European credit spreads narrowed on Tuesday but the move was largely technical with little credit-specific news, an analyst said. By 1536 GMT, the investment-grade Markit iTraxx Europe index was at 92.75 basis points, according to data from Markit, 3.25 basis points tighter versus late on Monday.
The Markit iTraxx Crossover index, made up of 50 mostly "junk"-rated credits, was at 548 basis points, 11 basis points tighter. Mehernosh Engineer, a credit strategist at BNP Paribas, said the move tighter was partly due to investors taking off a decompression trade. "We've got market technicals playing around. There is a better tone so people have taken some risk off," he said. The decompression trade in its simplest form involved avoiding weaker credits and holding stronger credits, Engineer said.
"You buy protection on the Crossover and sell protection on the Main, making the spread between the two widen. But people are now taking that trade off. We would need significant equity weakness for people to put that trade back on." One London-based trader said the actions held little immediate significance for debt investors, and that the focus was now on the bank's future: "It's definitely not over with UBS, and as long as they have that investment bank they have the same set of problems ... probably more."

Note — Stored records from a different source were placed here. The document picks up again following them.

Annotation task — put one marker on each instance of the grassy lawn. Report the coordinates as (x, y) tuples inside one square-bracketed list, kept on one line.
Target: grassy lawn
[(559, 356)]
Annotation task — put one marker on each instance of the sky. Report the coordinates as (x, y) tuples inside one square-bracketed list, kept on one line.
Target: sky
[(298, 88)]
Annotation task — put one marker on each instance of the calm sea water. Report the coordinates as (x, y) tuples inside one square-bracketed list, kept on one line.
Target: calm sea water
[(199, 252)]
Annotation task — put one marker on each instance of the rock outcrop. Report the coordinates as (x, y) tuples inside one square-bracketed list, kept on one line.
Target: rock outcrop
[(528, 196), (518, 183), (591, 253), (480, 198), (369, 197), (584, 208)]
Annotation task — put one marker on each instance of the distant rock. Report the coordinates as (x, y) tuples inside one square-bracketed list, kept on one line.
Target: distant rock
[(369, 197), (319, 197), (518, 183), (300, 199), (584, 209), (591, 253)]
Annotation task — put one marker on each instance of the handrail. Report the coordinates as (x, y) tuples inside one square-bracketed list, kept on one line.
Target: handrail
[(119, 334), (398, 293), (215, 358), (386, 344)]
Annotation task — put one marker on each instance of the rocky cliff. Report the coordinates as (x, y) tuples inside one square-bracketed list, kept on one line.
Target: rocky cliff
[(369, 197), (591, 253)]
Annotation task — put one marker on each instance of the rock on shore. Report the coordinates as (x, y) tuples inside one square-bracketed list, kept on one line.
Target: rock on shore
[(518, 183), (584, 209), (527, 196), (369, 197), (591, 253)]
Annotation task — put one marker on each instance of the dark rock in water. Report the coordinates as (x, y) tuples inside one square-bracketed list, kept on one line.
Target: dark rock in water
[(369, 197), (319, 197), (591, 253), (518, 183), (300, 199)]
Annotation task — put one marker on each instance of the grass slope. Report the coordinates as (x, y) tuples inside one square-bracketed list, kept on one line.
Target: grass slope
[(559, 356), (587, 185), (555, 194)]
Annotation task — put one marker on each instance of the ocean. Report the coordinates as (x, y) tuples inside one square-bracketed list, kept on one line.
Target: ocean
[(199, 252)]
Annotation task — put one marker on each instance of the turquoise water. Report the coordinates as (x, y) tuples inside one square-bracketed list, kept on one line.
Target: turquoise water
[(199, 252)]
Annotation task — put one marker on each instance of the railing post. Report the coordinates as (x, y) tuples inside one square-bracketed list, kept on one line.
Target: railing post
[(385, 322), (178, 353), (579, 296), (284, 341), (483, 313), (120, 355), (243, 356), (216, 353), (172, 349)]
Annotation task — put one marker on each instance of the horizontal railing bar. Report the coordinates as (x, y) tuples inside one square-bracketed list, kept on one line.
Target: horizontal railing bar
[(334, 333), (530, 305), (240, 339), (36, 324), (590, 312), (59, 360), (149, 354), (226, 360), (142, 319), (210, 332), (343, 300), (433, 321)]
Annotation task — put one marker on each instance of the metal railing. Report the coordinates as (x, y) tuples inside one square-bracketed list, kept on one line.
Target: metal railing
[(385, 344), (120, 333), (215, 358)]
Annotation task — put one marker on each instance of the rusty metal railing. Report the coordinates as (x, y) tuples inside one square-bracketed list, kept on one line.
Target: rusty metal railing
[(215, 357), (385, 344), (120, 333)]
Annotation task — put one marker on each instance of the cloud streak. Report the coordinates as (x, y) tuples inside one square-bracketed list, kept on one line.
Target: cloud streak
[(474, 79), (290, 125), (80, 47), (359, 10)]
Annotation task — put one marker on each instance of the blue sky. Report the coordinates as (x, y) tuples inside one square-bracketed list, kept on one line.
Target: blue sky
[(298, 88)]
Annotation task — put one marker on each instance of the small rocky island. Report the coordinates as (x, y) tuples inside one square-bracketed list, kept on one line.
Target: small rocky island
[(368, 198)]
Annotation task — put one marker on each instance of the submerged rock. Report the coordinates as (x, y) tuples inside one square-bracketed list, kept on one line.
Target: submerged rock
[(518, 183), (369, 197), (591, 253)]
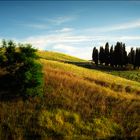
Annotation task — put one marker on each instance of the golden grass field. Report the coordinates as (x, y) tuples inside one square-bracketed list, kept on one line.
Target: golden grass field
[(78, 103)]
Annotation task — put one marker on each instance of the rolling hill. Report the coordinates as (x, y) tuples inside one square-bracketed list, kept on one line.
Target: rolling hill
[(78, 103)]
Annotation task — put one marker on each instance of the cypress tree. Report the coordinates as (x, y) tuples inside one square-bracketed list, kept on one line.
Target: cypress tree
[(107, 54), (111, 56), (95, 55), (102, 55)]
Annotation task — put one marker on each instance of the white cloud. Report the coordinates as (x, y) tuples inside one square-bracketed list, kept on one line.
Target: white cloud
[(37, 26), (76, 45), (63, 30), (123, 26), (60, 20)]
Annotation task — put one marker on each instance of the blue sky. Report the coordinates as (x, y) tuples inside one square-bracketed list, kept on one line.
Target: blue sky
[(72, 27)]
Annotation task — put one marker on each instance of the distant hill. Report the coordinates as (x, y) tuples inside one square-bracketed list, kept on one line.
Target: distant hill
[(78, 103), (49, 55)]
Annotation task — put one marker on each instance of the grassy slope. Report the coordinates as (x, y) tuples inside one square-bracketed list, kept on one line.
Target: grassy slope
[(131, 75), (78, 102), (58, 56)]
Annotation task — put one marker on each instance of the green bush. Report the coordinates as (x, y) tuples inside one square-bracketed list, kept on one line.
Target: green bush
[(20, 62)]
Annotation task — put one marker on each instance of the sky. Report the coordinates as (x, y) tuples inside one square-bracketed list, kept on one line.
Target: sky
[(71, 27)]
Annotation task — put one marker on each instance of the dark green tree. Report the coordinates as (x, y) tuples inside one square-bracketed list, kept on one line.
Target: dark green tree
[(107, 57), (95, 55), (112, 56), (102, 55)]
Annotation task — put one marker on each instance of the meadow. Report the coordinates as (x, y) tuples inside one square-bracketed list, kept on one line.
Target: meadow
[(78, 103)]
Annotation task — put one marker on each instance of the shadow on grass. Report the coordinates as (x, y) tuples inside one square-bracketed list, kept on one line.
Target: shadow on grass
[(8, 88), (91, 65)]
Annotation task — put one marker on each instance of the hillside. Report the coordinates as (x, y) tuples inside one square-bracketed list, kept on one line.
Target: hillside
[(78, 103), (49, 55)]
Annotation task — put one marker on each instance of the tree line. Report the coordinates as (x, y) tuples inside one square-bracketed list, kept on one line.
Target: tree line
[(116, 56)]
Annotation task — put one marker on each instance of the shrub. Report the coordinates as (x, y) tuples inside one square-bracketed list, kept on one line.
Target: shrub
[(21, 64)]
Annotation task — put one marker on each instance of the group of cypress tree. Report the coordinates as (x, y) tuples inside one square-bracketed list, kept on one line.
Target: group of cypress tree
[(116, 56)]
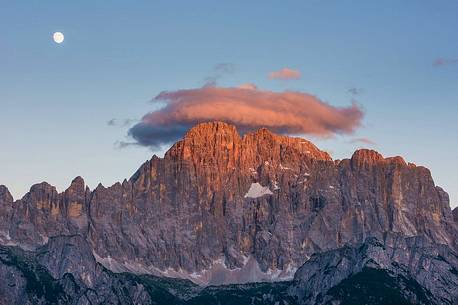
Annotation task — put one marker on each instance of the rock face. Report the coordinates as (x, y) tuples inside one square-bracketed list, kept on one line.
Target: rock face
[(396, 270), (225, 208)]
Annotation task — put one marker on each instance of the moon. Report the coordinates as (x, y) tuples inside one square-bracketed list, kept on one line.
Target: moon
[(58, 37)]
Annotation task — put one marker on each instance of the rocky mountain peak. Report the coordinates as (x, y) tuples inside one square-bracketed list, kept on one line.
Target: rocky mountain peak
[(219, 141), (5, 195), (366, 157)]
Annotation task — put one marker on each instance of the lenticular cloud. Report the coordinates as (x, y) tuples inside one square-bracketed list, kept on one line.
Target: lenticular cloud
[(286, 112)]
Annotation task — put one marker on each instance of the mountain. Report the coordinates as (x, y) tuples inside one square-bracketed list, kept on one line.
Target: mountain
[(221, 208)]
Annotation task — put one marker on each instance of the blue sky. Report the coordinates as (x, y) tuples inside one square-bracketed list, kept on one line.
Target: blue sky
[(56, 99)]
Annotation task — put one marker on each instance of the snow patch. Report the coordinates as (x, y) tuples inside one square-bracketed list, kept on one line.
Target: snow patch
[(256, 190)]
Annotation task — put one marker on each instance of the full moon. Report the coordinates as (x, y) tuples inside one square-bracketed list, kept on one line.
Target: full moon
[(58, 37)]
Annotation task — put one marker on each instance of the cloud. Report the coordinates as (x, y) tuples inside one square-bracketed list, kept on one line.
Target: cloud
[(121, 123), (249, 86), (286, 112), (363, 141), (218, 72), (355, 91), (285, 74), (440, 62)]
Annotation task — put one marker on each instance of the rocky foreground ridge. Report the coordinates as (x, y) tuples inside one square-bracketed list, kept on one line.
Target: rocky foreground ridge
[(223, 208)]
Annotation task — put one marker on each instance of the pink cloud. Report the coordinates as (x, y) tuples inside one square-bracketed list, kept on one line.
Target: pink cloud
[(248, 108), (285, 74), (363, 141)]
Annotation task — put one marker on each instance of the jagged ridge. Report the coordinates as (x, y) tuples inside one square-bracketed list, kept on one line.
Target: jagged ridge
[(186, 215)]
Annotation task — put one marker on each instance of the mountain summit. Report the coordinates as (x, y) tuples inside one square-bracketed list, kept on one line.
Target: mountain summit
[(224, 208)]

Five-year credit default swaps on UBS senior debt were little changed at 102.5 basis points, and 175 on its subordinated debt, the trader said. Credit strategists at UniCredit (HVB) wrote in a note to clients: "This decision adds uncertainty regarding a future legal split of the bank, which could lead to the same scenario as at Dresdner, with investors unsure where their debt will end up.
UBS management signalled for the first time on Tuesday that it could ditch the investment bank although it said there were no plans now to do so. Across the Atlantic, a survey by the US Federal Reserve said late on Monday that, amid economic fragility, US banks were increasingly tightening their lending standards.
In the cash bond market, the FTSE Euro Corporate Bond Index showed investment-grade corporate bonds in euros yielding an average 118.5 basis points more than similarly dated government bonds, 1.2 basis points more on the day. In underlying government bond markets, the yield on the interest rate sensitive two-year Schatz was 4.083 percent, 1.5 basis points less on the day. The 10-year Bund yielded 4.245 percent, 2.1 basis points less. The 10-year euro swap rate was 4.725 percent.